Alice Dalphinet (Meteo France, France); Fabrice Collard (Ocean Data Lab, France); Daniele Hauser (LATMOS/CNRS, France); Bertrand Chapron (IFREMER, France)

Ocean waves in the marginal ice zone (MIZ) play an important role in the mixing at the opper oceanic layers, particularly in austral summer seasons when the impact of waves on ocean circulation is more pronounced. This work consists in using the assimilation of directional wave observations from SWIM instrument of CFOSAT to improve sea state forecasting in the marginal ice zone and also to develop a wave/ice interaction source term able to well capture the attenuation of wave energy and frequency spreading in these areas of interest like the Weddell Sea. Several austral summer seasons from 2020 to 2022 have been considered for this study. We performed MFWAM wave model simulations of 10 km grid size with improved ice fraction forcings such as those provided from AMSR-2 radiometer (University of Bremen) and also CFOSAT ice fraction products. In this framework we evaluated the impact of ice fraction forcing on the fetch conditions for the generation of wind waves.
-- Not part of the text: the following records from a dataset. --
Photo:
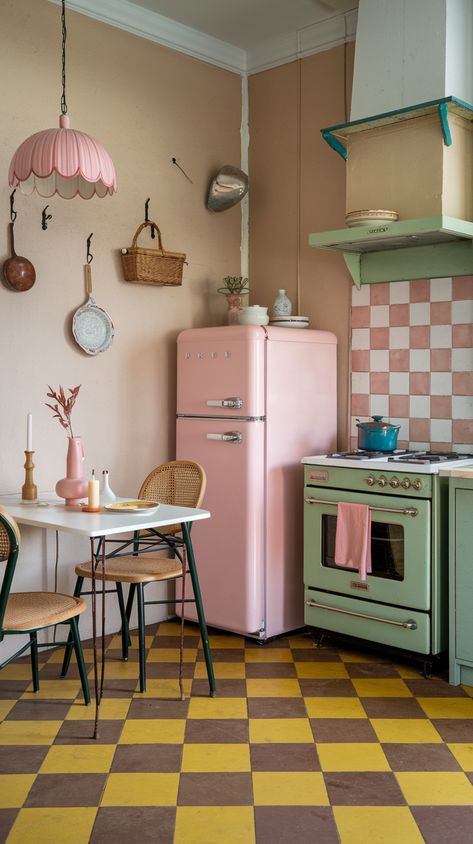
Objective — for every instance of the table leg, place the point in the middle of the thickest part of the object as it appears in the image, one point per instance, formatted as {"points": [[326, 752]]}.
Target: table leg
{"points": [[98, 689], [199, 606]]}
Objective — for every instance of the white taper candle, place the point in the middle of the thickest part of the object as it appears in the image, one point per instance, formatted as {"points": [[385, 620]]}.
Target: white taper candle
{"points": [[29, 432]]}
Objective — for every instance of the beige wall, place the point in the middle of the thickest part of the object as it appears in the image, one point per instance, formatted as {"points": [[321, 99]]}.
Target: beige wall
{"points": [[298, 186], [146, 104]]}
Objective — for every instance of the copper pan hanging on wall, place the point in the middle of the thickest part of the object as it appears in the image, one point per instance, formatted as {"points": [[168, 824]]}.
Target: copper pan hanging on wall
{"points": [[18, 272]]}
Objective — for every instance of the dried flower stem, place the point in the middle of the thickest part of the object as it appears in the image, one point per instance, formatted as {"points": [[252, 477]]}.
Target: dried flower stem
{"points": [[63, 407]]}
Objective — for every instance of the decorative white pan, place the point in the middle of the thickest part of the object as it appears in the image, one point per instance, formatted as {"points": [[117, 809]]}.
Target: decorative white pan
{"points": [[92, 327]]}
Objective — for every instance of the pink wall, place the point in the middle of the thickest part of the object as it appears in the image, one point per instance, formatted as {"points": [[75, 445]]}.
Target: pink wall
{"points": [[146, 104], [412, 360]]}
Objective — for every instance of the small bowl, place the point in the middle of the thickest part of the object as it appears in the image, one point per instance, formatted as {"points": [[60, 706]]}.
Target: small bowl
{"points": [[253, 315]]}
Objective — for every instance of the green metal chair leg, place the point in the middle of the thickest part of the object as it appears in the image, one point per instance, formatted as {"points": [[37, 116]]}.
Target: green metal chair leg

We have identified areas of wave passage under ice floe to analyze the variability of waves in direction and frequency. The validation of the results is mostly based on significant wave height from altimeters like Sentinel-3 or Cryosat-2, and also opportunity field compaign.
In addition, we have examined the impact of wave attenuation on a 1-D ocean mixing layer model in the Weddell Sea. Discussions of these results will be presented in the final paper.